Trapezius fiber analysis is one of the most elegant features of SOT. It turns the trapezius — a muscle most doctors ignore — into a real-time readout of the spine below it.

Occipital Fiber Analysis

Occipital fibers are small, palpable fibers at the base of the skull that map to organs, not just vertebrae. They are how CMRT doctors locate the specific visceral reflex driving a patient's dysfunction.

This works through the Golgi tendon reflex — the proprioceptive system that reports muscle tension to the nervous system. When an organ is stressed, it produces a reflex pattern that tenses specific occipital fibers. A trained SOT doctor can palpate these fibers and know, for example, that the ileocecal valve is involved, or the liver, or the adrenal glands.

Occipital fibers are what allow a CMRT practitioner to say "your chronic T8 subluxation is being driven by your stomach" and then address the stomach directly instead of just adjusting T8 over and over.

Cervical Indicators for Lumbar Subluxation

This is one of SOT's most surprising findings: specific cervical (neck) palpation findings correspond to lumbar (low back) subluxations.

This is not mystical. It reflects the neurological reality that the cervical and lumbar regions share coupling through the spinal cord. When a lumbar segment is subluxated, it produces a reflex pattern that shows up in the cervical spine. A doctor trained in SOT can check the neck and get information about the low back.

This is useful in practice because cervical findings are often easier to assess than lumbar ones, especially in patients who are in acute pain and hard to examine directly.

Leg Length Analysis

A short-leg finding is a classic SOT indicator. It does not usually mean the leg itself is short — it means the pelvis is rotated in a way that makes the leg appear short. The pattern of the short leg (which side, whether it changes with specific movements, whether it corrects with certain positioning) gives the doctor additional category information.

Bilateral Weight and Weight Distribution

Category II patients often stand with uneven weight distribution. Measuring this — either with simple observation or with a bilateral scale — is another quick indicator of category.
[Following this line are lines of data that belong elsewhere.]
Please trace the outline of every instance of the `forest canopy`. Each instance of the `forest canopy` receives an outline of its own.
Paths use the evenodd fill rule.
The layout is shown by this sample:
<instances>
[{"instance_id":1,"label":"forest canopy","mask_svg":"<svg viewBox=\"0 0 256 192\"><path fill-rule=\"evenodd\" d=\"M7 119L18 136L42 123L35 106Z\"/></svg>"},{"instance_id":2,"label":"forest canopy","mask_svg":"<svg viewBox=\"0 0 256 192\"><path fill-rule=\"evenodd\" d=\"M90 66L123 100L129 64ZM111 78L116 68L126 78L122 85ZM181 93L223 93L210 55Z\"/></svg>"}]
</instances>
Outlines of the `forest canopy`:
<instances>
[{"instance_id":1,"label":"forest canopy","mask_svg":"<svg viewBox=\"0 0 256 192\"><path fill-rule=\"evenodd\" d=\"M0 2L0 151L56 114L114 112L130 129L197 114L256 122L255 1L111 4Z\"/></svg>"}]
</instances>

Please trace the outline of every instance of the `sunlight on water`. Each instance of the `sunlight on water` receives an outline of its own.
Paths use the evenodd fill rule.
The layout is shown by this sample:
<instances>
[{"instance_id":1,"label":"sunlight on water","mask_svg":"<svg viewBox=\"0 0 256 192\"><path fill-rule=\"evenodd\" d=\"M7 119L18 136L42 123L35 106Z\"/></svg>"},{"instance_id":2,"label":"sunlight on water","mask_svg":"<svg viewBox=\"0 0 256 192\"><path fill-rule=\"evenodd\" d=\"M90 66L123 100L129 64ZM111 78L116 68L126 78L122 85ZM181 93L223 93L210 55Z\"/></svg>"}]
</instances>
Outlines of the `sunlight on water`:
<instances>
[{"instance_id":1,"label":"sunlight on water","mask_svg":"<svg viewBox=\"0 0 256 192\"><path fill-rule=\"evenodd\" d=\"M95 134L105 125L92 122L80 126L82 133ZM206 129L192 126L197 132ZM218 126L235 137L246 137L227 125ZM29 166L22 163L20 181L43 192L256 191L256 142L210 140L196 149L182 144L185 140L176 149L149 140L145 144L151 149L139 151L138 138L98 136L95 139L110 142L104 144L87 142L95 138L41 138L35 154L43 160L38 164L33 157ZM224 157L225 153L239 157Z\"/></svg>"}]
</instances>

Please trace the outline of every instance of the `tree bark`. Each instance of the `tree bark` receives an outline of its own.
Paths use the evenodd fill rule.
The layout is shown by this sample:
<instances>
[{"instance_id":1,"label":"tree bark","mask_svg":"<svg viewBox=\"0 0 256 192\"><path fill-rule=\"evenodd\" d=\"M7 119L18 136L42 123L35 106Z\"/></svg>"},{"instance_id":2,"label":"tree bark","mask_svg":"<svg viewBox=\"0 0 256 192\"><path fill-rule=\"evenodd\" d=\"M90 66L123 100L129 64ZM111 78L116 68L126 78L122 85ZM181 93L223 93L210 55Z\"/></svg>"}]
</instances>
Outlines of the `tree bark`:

Orthopedic and Range-of-Motion Testing

Standard orthopedic tests (straight leg raise, Yeoman's, sacroiliac provocation) are used in SOT the way they are used in other orthopedic practices — but they are interpreted in the context of the SOT category system, which gives them added diagnostic weight.

Why This Matters to You

The indicator system changes the experience of chiropractic care in a few concrete ways:

  1. You are examined every visit. Not cursorily, but meaningfully. Your indicators today determine your adjustment today.
  2. You can see progress objectively. Indicators that were positive at the start of care should normalize as you improve. Your doctor is not guessing whether you are getting better — the findings are measurable.
  3. The adjustment ends when the indicators clear. You are not over-adjusted. You are not under-adjusted. The endpoint is defined.
  4. The work is reproducible. If you see two different SOT doctors, you should get similar findings and similar care. This is a feature of engineering-grade standardization, and it is rare in healthcare.

An Example: How a Typical Visit Plays Out

  1. You arrive and report how you are feeling since the last visit.
  2. Dr. Foss re-checks your SOT indicators — Arm Fossa, leg length, trapezius fibers, occipital fibers.
  3. He determines which category you are in today. Often this changes over the course of care as the system unwinds.
  4. He applies the corresponding correction — blocks, an adjustment, a CMRT contact, cranial work, or some combination.
  5. He re-checks your indicators. If they normalized, the work is done. If not, he addresses the remaining finding.

You leave with the knowledge that something measurable changed.